COOfHea project: a study for efficient therapies against the Covid-19

How do people react to Covid-19 infection?

The CoofHea project has produced a research in cooperation with the University of Bari Aldo Moro with the aim of identify some molecular mechanisms that can be exploited for the development of innovative and more efficient therapies against the Covid-19 or other viral infections.

Puglia Region entrusted this scientific study to the Genomics and Bioinformatics Laboratory and the Medical Genetics Laboratory of the University of Bari.

The final output of this work is a final report that can be downloaded here.

The background

The idea of ​​this study stemmed from an observation that draw immediately attention of the whole scientific community. Patients’ reaction to Covid-19 infection was extremely heterogeneous: someone remained almost totally asymptomatic, with colds, little cough, and fever, while other people had to be hospitalized in intensive care, with very high mortality rate.

Thus, the Puglia Region decided to sample a local population of 230 people and to characterize specific individual genetic heritage, in order to study all the possible reactions to a viral infection.

The applied Methodology

The two Departments of the University of Bari, led by Prof. Graziano Pesole and Prof.

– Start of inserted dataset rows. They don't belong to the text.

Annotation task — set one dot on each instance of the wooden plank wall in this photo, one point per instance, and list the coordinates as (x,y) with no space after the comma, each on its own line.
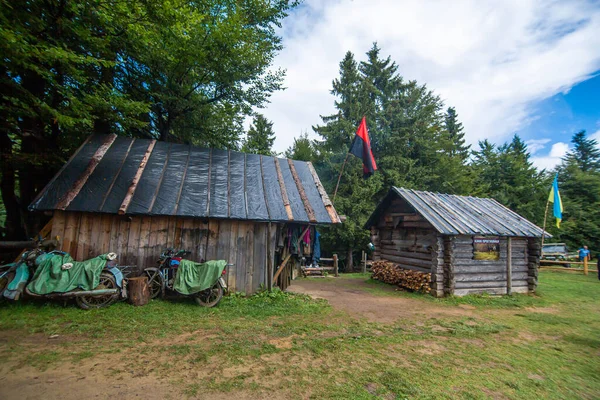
(139,240)
(479,276)
(410,248)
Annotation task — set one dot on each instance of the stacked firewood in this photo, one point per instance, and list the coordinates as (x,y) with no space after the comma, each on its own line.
(391,273)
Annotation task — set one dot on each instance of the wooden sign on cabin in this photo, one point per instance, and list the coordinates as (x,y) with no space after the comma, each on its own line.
(486,248)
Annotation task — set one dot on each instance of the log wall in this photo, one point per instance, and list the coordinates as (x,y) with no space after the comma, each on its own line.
(139,240)
(487,276)
(410,248)
(449,259)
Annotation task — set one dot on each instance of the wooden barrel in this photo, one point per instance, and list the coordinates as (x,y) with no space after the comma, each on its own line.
(138,290)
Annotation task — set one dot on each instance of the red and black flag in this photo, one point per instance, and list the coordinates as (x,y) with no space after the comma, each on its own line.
(361,148)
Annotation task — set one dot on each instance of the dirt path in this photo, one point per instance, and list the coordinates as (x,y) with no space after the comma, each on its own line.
(352,296)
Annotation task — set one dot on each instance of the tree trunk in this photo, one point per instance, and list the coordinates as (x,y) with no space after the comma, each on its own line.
(349,261)
(13,227)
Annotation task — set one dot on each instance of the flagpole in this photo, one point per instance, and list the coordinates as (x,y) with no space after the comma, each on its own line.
(340,177)
(544,228)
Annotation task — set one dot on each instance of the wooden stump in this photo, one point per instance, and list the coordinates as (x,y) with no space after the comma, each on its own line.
(139,291)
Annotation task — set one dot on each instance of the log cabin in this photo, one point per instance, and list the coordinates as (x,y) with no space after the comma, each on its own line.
(468,244)
(137,197)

Nicoletta Resta, decided to focus on the 2% of the genome that is called the exome, which corresponds to the gene portion of the genome, namely the genes that code for proteins.

A targeted sequencing analysis allowed to obtain about 50 million base pairs for each with 2x coverage, which means that each position was covered 20 times. For each patient about a billion bases, 50 million x20 were collected. All the collected data were then included in libraries for sequencing and massive sequencing.

The sample population

The overall population (230 people from Puglia Region) was divided into three macro groups:

  • “Susceptible individuals”: those suffering a severe form of disease, especially among the young population.
  • “Resistors”: those people who, despite living in proximity to an infected and mildly of severely sick person, remained either completely negative or asymptomatic.
  • “Controls”: those who got mildly ill, which is the normality of the viral infection. These ones are the terms of reference of our comparison study.

The results and the future objectives

In the case of susceptible patients the observed genetic variants had damaged genes already known to be related to covid-19. Genes were damaged and these mutations were responsible for very severe forms of the disease.

Even in the case of the resistors, however, a large number of genes related to the pathways affected by the infection were inactivated or damaged. The technical term of this behaviour is “loss of action”, which means that a loss of function was related to greater resistance.

On the basis of these results, it was possible to understand the biological pathways in which these genes are involved. Subsequently, this finding will give the chance to quickly understand how to intervene, for example with a drug therapy, to induce the same responses in controls or susceptible people who do not have the characteristics we observed in the resistors.

The objective for the future is enlarging the sample population to further geographical areas and more diversified type of patients, so as to keep understanding the genetic response to Sars Cov2 infection, and to face possible future pandemics with greater readiness.